Diced Tomatoes

If I set a tomato on the counter and passed a knife half way through it, would I be adding to or subtracting from the tomato? To think that I did add to the tomato or subtract from it would ascribe some strange characteristics to the knife.
Since a boundary is not a difference, it can neither add to nor subtract from the thing that it is applied to.
Yet every day, and every day for thousands of years people have been taught that the knife has subtracted from the tomato.
Since the addition or subtraction of a boundary does not change the material that becomes bounded, no change in the material can ever take place, yet just the opposite is taught and has been taught for a very long time. How?
What is 10 divided by 2?
5 you say? I say that has to be magic. Applying a boundary, divisor, it is not possible that 10 divided by 2 equals 5.
10 divided by 2 = 5 x 2.
And again, and I am going to address one of Bertrand Russell’s confusions he could not figure out.

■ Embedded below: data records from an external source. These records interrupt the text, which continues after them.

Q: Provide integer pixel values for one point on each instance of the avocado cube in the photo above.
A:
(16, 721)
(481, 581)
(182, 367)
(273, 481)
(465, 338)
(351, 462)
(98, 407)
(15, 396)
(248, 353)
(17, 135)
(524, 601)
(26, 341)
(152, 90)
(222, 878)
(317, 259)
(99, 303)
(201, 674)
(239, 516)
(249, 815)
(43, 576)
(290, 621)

Does A = A? Yes, of course you say.
Then I say, how is it then possible that 5 x 5 = 25?
It is not. It is no more rational than to say that 10 divided by 2 equals 5.
5 things in 5 groups equals 25 things in one group.
10 things divided into two equal groups equals 5 things in 2 groups.

How is it possible to teach about form and material if the lessons we give children keep contradicting the principles of logic?